RLVR (Reinforcement Learning with Verifiable Rewards)

RLVR is a post-training technique in which a language model generates answers to problems with objectively verifiable solutions (mathematics, code tests, logic puzzles), receives a binary correct/incorrect reward signal, and takes RL gradient updates to maximise correct answers. No human labellers are required.

Origin

The term was coined by the team at allen-institute-for-ai (AI2) in the Tulu 3 post-training recipe, and popularised when deepseek R1 (January 2025) demonstrated RLVR’s scaling properties at a scale and cost that shocked the industry (fridman-lambert-raschka-2026-state-of-ai).

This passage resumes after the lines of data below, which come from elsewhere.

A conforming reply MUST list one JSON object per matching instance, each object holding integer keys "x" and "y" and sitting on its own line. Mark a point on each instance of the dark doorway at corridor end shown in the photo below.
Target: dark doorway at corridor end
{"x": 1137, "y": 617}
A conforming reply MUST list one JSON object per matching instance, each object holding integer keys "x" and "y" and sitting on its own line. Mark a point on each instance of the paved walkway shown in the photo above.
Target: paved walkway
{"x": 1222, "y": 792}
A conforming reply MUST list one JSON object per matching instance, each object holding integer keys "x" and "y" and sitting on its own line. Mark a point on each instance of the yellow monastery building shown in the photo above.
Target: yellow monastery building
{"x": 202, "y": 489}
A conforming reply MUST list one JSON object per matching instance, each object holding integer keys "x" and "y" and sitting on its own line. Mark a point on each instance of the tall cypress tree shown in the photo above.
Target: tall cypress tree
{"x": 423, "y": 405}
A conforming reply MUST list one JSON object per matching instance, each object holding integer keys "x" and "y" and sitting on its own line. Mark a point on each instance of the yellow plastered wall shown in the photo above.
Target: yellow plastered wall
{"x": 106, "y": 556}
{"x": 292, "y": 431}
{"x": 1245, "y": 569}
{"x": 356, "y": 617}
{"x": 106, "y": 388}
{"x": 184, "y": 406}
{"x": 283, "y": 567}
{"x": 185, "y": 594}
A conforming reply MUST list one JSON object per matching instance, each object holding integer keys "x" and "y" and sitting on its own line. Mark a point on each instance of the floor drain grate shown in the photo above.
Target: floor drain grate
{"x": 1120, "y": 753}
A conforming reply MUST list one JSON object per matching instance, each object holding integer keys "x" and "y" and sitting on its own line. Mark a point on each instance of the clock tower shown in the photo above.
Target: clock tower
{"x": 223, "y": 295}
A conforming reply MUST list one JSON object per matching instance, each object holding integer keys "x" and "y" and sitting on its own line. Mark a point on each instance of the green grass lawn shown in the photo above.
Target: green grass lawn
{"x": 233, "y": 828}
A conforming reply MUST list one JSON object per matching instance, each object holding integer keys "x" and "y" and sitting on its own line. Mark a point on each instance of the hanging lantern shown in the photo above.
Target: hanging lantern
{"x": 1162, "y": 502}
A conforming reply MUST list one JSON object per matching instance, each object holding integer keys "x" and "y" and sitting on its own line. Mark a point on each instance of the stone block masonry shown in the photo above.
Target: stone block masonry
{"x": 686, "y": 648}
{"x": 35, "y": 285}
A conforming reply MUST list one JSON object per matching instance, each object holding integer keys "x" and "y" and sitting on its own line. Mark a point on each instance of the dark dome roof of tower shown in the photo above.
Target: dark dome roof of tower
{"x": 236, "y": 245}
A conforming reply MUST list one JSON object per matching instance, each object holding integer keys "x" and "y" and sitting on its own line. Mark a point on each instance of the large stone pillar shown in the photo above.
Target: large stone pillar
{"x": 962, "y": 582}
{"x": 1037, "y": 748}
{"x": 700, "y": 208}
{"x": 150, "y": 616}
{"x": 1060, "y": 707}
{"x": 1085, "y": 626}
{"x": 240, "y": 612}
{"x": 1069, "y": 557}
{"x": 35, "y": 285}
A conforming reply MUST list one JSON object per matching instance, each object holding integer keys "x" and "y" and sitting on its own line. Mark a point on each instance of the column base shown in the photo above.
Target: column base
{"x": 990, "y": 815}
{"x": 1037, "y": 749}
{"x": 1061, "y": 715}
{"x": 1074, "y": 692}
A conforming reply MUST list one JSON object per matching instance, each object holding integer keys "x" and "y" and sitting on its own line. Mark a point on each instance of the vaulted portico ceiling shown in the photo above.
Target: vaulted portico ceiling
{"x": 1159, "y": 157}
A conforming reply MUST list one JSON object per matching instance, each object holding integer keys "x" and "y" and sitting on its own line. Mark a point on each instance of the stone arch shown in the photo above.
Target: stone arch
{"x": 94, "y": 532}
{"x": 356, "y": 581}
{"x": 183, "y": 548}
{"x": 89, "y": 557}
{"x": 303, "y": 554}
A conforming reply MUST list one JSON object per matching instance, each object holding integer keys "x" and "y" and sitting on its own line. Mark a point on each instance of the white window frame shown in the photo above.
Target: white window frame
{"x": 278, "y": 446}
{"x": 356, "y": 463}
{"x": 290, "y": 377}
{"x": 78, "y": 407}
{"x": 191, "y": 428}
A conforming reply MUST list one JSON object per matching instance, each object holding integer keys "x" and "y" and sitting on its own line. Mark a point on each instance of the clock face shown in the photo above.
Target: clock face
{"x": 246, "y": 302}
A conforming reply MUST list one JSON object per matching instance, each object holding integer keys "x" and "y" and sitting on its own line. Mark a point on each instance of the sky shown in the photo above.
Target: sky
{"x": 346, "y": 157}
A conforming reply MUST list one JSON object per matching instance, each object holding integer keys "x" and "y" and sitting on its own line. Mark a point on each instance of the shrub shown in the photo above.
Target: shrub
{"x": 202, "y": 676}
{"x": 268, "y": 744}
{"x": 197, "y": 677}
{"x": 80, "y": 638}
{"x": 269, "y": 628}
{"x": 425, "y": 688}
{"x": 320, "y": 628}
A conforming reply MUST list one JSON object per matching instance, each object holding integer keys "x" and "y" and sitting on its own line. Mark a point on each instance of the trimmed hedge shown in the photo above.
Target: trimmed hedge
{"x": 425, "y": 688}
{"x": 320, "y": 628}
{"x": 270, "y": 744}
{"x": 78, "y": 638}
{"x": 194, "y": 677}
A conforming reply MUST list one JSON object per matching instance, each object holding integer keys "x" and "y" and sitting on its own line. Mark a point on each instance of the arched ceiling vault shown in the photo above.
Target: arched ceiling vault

nathan-lambert was part of the AI2 team that coined the term.

Why It Outperforms RLHF

reinforcement-learning-from-human-feedback (RLHF) trains a reward model from human preferences, then uses RL to optimise against it. This plateaus quickly: the reward model over-optimises and begins to give high scores to outputs that look good to the reward model but are actually wrong (reward hacking).

RLVR sidesteps this by using an external verifier (a math checker, a code executor) instead of a learned reward model. There is no reward model to hack — the answer is either correct or it is not.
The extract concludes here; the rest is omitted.